Pogoda za oknami bardziej przypomina jesień niż końcówkę kwietnia. Może to dlatego chętniej oglądam jesienne kolekcje na ten rok, niż wiosenne czy letnie. Czuję się trochę oszukana przez to, co dzieje się za naszymi oknami. Wierzę jednak, że chociaż pogoda w tym roku nas chociaż trochę rozpieści i już niedługo będę mogła wyciągnąć z szafy letnie sukienki (czekam z niecierpliwością na białą, bawełnianą sukienkę ze sklepu Simple Retro).
Celine jest jedną z luksusowych marek, którą chętnie podglądam i inspiruję się. Z kolekcji Fall 2021 chętnie przytuliłabym połowę stylizacji. Jednym z intrygujących elementów ubioru jest bluzka z jednym ramieniem. Pamiętam ogromny szał na ten krój, gdy byłam mała. W modzie możemy zauważyć wielkie powroty z czasów mojego dzieciństwa (poczułam się strasznie staro), co jest dla mnie niezwykle intrygujące. Zastanawiając się przez chwilę, nie jestem do końca przekonana czy chciałabym wrócić do stylizacji z czasów dzieciństwa czy z okresu, gdy byłam nastolatką. Niemniej jednak obserwacja powrotu trendów z tamtych czasów jest dla mnie naprawdę ciekawym doświadczeniem.
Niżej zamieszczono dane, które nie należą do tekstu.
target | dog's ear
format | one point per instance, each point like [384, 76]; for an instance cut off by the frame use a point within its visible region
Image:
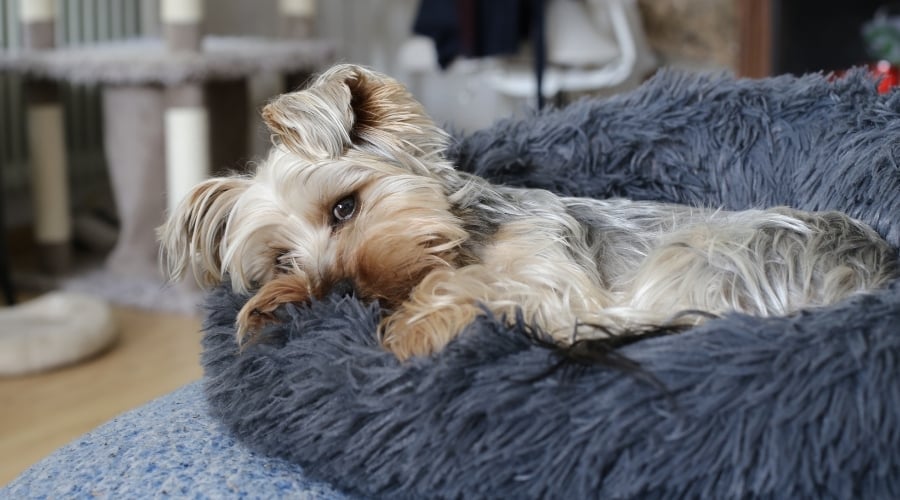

Zapraszam serdecznie od zainspirowania się jesienną kolekcją na rok 2021 Celine Fall 2021 Ready-to-Wear. Dajcie znać w komentarzach co myślicie o tej kolekcji. Inspirująca, a może przewidywalna?
Zdecydowanie większe wrażenie zrobiła na mnie wiosenna kolekcja Chanel Ready-to-Wear.